# VLA (/ai-capabilities/vla)


## Overview

Vision-language-action (VLA) inference uses a **GGML** engine ([`@qvac/vla-ggml`](https://github.com/tetherto/qvac/tree/main/packages/vla-ggml)) to run VLA policies. Load a model using `modelType: "vla"`. Then, feed it preprocessed camera frames, the robot's current state, and a tokenized natural-language instruction; the model returns an **action chunk** — `chunkSize` future timesteps of an `actionDim`-dimensional action vector — to drive the robot's actuators.

`vla()` returns `{ actions, actionDim, chunkSize, stats }`, where `actions` is a `Float32Array` of length `chunkSize * actionDim` and `stats` reports per-stage timings (`vision_ms`, `smollm2_total_ms`, `ode_ms`, `total_ms`).

## Functions

Use the following sequence of function calls:

1. [`loadModel()`](/reference/api#loadmodel)
2. [`vlaHparams()`](/reference/api#vlahparams) — to size your input buffers
3. [`vla()`](/reference/api#vla)
4. [`unloadModel()`](/reference/api#unloadmodel)
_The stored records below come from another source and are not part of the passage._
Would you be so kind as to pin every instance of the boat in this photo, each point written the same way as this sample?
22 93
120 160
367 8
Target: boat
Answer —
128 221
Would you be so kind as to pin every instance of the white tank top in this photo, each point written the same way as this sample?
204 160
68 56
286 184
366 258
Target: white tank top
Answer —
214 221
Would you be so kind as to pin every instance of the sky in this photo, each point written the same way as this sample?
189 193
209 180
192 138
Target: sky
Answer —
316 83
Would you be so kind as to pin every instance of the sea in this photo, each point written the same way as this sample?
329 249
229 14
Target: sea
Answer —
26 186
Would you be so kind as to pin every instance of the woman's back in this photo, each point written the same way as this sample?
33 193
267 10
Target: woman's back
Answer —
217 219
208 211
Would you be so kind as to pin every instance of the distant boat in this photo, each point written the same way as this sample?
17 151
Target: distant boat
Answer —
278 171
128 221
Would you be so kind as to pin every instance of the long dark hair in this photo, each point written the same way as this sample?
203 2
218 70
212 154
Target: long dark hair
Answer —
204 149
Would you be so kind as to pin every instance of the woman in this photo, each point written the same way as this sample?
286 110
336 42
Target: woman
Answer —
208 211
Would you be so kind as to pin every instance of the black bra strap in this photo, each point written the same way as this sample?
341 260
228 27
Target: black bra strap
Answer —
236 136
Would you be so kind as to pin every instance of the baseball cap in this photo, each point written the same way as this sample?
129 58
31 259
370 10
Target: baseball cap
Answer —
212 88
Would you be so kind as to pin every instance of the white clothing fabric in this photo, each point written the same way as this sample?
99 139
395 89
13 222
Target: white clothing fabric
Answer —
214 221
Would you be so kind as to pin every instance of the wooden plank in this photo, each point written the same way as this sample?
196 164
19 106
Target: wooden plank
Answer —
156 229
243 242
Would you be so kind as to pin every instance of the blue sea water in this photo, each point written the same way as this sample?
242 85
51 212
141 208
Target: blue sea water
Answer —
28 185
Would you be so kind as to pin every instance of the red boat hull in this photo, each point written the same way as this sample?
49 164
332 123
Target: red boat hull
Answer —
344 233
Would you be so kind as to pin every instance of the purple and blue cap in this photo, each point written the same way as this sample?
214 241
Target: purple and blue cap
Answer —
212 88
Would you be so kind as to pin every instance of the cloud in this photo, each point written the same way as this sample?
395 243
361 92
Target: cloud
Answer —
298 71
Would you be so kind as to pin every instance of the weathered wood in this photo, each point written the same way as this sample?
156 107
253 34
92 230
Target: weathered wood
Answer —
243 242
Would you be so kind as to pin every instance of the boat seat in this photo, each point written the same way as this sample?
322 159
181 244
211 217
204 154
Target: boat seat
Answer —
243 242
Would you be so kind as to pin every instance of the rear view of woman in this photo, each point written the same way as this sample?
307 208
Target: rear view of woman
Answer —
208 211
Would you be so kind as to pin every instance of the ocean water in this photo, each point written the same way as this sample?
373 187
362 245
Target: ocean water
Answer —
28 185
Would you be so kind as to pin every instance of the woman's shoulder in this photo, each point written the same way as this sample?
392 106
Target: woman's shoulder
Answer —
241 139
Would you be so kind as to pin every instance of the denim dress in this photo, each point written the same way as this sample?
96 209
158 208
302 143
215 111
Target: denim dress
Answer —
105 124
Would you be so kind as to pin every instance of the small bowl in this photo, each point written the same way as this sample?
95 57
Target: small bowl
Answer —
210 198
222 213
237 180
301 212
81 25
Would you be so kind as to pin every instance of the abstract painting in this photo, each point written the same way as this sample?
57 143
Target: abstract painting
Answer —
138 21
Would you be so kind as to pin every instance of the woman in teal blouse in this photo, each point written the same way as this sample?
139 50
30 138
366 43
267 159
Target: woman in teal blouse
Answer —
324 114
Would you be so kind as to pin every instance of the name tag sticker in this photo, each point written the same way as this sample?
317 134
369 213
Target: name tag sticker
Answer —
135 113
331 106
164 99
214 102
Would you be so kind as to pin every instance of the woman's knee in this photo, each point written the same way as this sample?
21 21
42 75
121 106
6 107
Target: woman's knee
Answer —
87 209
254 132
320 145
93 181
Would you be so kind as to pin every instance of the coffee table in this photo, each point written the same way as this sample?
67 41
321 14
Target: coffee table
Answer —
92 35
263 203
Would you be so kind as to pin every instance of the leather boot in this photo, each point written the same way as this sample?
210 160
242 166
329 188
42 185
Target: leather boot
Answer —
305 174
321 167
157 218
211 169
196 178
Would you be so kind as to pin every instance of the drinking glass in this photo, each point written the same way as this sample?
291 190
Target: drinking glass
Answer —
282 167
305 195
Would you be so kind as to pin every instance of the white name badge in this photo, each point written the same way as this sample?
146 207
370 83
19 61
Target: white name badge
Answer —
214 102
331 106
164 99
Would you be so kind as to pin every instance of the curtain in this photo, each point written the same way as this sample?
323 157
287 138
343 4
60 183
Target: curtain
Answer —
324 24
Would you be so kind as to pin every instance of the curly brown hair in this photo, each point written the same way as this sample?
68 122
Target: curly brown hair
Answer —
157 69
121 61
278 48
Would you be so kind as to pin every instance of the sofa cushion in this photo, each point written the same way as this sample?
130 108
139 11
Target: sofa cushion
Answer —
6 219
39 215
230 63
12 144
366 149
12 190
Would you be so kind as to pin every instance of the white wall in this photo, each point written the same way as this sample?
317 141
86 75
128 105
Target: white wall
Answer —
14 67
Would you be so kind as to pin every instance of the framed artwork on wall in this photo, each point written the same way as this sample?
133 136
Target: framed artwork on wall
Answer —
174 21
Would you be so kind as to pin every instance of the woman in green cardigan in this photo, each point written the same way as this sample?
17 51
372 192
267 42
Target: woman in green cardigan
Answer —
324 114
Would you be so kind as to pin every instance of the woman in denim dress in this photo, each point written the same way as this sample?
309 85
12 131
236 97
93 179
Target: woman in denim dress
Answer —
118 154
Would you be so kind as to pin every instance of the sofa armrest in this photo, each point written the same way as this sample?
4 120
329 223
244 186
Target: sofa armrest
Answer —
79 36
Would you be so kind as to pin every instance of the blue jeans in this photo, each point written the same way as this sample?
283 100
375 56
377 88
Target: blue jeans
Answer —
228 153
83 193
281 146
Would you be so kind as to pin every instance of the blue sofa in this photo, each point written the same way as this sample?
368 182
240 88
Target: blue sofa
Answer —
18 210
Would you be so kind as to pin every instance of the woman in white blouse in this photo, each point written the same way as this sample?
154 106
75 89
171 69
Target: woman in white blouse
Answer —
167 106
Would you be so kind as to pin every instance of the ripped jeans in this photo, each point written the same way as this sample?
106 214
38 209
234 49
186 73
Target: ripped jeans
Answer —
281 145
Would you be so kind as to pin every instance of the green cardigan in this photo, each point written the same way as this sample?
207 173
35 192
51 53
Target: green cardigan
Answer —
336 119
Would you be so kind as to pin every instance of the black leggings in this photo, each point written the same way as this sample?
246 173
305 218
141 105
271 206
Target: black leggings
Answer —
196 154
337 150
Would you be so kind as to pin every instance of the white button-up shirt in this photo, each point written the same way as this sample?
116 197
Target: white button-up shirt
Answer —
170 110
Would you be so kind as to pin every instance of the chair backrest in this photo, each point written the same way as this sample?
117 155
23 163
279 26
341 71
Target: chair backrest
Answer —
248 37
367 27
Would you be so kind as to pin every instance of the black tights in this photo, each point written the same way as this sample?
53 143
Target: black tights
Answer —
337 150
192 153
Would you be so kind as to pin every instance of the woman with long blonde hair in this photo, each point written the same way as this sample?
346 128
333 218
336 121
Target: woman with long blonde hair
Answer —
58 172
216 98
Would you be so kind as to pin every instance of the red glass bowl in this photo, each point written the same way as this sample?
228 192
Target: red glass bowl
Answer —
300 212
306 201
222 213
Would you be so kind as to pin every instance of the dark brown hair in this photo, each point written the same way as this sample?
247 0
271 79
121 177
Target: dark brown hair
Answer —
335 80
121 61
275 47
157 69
The SDK also exposes two pure-JS input helpers — `vlaPreprocessImage()` and `vlaPadState()` — to prepare the wire-format tensors expected by `vla()`. They are inlined client-side (no native binding required), so they work under Node, Bun, and Expo even without VLA prebuilds.

For how to use each function, see [SDK — API reference](/reference/api/).

## Models

Supported model families and their file layouts:

* **[SmolVLA](https://huggingface.co/lerobot/smolvla_base)**: single all-in-one `*.gguf` file. Available constant: `SMOLVLA_LIBERO_VISION_Q8`.

More VLA families are planned, and will load through the same `modelType: "vla"` interface.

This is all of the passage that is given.